A blog practicing iterative journalism would report they are hearing that Google is planning to buy Twitter or Yelp, or break the news of reports that the president has been assassinated (all falsely reported online many times now). The blog would publish the story as it investigates these facts—that is, publish the rumor first while they see if there is anything more to the story. Hypothetically, a media manipulator for Yelp would be behind the leak, knowing that getting the rumors of the acquisition out there could help them jack up the price in negotiations. I personally wouldn’t kick off reports about the president’s death, because I wouldn’t get anything from it, but plenty of pranksters would.
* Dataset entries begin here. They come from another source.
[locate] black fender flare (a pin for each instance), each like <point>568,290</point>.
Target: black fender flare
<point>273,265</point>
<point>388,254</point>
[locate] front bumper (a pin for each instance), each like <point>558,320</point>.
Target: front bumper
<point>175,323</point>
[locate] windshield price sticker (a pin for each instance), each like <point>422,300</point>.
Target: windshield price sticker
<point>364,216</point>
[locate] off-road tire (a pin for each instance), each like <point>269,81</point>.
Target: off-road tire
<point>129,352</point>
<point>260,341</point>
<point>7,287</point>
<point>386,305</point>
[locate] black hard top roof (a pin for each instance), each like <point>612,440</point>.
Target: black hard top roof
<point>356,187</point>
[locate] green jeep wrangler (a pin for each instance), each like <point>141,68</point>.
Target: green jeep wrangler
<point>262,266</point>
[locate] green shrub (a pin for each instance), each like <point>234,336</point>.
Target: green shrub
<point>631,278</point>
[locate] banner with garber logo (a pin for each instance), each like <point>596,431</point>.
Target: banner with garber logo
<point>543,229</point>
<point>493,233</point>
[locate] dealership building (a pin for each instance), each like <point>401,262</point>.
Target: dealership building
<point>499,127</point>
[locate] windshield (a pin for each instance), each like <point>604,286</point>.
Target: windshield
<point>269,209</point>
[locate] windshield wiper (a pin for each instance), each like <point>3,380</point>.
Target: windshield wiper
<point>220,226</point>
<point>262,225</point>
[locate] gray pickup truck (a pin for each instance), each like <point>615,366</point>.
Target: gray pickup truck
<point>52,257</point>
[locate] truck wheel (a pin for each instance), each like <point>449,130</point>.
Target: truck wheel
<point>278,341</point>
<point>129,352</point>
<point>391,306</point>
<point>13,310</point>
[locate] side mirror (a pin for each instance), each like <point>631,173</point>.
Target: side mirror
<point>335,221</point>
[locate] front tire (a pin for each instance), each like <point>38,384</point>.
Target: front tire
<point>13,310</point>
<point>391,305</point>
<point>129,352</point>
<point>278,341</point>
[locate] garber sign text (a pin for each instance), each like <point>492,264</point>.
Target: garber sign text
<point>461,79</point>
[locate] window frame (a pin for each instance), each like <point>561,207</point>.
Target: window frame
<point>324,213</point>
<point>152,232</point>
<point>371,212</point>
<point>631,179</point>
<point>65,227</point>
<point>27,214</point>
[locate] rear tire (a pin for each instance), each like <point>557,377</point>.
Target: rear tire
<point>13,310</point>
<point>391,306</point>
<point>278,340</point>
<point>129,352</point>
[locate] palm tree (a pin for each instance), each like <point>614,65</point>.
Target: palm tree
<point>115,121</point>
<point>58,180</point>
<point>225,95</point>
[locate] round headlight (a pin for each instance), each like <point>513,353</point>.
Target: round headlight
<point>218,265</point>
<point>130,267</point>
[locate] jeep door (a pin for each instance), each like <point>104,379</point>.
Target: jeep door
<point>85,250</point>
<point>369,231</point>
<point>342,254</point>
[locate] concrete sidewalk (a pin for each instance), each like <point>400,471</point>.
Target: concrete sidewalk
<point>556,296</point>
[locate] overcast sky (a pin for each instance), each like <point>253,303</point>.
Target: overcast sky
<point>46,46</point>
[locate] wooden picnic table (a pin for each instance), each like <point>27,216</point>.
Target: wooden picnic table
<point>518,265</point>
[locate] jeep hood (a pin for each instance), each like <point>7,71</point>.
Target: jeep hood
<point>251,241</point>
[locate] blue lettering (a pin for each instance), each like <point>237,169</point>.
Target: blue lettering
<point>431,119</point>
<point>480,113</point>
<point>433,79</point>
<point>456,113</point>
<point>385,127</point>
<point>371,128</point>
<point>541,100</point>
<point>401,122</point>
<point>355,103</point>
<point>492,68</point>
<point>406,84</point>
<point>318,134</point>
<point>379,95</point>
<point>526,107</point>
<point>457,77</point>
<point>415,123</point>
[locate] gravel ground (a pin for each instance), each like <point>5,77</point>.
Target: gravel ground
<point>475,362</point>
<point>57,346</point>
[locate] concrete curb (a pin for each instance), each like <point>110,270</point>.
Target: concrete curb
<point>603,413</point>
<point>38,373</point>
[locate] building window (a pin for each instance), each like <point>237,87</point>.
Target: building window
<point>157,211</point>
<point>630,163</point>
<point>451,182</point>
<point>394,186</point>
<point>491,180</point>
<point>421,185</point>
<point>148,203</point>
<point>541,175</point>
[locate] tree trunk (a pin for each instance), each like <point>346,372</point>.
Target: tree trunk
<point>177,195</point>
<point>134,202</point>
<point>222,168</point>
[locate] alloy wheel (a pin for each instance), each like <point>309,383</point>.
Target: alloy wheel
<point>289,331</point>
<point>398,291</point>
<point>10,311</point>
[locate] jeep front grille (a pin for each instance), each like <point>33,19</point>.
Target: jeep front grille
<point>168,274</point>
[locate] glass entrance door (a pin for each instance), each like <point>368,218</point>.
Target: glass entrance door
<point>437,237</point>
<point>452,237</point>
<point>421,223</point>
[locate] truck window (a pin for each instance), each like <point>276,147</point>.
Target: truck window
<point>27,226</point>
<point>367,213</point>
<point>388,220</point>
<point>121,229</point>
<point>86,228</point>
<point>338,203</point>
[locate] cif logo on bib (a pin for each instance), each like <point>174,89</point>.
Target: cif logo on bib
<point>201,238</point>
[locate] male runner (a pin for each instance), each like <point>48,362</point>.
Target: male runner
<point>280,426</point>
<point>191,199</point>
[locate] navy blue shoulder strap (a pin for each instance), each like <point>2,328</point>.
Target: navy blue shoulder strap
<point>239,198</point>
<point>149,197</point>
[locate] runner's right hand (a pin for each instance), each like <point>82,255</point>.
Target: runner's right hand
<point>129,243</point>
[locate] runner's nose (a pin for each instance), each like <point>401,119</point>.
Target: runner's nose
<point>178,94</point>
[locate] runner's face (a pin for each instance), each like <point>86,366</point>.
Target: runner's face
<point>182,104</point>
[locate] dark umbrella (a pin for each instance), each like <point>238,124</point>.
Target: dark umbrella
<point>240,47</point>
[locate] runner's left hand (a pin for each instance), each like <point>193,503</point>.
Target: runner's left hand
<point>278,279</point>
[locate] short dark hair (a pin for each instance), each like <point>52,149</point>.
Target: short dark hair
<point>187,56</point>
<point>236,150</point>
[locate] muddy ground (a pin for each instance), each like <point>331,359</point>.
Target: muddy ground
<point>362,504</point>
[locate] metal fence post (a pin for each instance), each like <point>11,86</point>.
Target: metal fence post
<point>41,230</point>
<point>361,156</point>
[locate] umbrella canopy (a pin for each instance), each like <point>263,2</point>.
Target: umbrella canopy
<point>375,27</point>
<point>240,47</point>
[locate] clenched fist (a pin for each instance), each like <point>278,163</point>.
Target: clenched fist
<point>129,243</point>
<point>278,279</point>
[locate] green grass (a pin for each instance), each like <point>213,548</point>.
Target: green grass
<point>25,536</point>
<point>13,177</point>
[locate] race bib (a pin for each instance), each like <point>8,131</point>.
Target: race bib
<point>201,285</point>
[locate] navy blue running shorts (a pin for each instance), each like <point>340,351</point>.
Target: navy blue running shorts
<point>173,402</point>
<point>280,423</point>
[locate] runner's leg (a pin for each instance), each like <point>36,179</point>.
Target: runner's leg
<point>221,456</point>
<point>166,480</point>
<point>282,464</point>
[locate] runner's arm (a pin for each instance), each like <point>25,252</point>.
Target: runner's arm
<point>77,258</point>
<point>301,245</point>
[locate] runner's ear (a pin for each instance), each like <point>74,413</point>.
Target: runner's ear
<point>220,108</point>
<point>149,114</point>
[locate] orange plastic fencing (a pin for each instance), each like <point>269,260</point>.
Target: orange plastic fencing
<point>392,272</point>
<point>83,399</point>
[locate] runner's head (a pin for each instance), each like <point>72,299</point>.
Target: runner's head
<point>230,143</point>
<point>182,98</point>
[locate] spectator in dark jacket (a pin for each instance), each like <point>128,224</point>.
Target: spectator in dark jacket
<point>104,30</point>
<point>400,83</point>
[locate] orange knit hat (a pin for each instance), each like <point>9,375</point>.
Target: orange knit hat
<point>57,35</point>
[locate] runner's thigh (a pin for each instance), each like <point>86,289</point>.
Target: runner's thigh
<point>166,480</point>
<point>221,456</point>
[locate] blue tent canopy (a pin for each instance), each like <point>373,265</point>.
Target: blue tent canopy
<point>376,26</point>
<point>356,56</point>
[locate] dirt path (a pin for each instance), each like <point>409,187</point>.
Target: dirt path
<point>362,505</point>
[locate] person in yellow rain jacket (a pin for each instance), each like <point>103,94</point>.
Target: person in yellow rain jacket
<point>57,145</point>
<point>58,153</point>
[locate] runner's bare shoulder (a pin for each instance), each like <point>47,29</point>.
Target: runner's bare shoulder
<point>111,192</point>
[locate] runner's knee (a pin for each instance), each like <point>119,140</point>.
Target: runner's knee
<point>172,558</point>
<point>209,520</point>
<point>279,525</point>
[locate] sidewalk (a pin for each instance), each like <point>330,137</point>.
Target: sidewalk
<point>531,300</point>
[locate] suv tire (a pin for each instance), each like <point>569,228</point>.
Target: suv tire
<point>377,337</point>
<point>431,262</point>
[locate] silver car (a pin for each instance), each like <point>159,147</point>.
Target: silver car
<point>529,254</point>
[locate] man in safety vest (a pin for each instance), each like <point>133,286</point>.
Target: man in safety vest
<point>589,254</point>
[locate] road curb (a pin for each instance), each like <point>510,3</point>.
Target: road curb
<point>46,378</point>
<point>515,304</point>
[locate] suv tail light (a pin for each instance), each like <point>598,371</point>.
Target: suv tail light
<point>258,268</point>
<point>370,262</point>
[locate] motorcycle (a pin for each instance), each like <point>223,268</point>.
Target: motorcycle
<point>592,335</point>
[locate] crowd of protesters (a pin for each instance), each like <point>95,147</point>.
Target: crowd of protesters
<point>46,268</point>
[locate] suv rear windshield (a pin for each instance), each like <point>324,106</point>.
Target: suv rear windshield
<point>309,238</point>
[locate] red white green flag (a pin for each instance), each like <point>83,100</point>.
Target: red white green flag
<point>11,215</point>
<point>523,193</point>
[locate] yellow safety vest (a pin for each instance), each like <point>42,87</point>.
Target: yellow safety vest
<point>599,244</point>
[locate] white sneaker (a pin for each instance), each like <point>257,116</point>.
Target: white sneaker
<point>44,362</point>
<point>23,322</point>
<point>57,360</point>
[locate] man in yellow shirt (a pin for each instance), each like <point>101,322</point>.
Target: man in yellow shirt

If a blog is lucky, the gamble it took on a sketchy iterative tip will be confirmed later by events. If they are unlucky, and this is the real insidious part of it, the site simply continues to report on the reaction to the news, as though they had nothing to do with creating it. This is what happened to Business Insider when they wrongly made the shocking claim that New York governor David Paterson would resign. The end of the headline was simply updated from “NYT’s Big David Paterson Bombshell Will Break Monday, Governor’s Resignation To Follow” to “NYT’s Big David Paterson Bombshell Will Break Monday, Governor’s Office Denies Resignation In Works”3 [emphasis mine].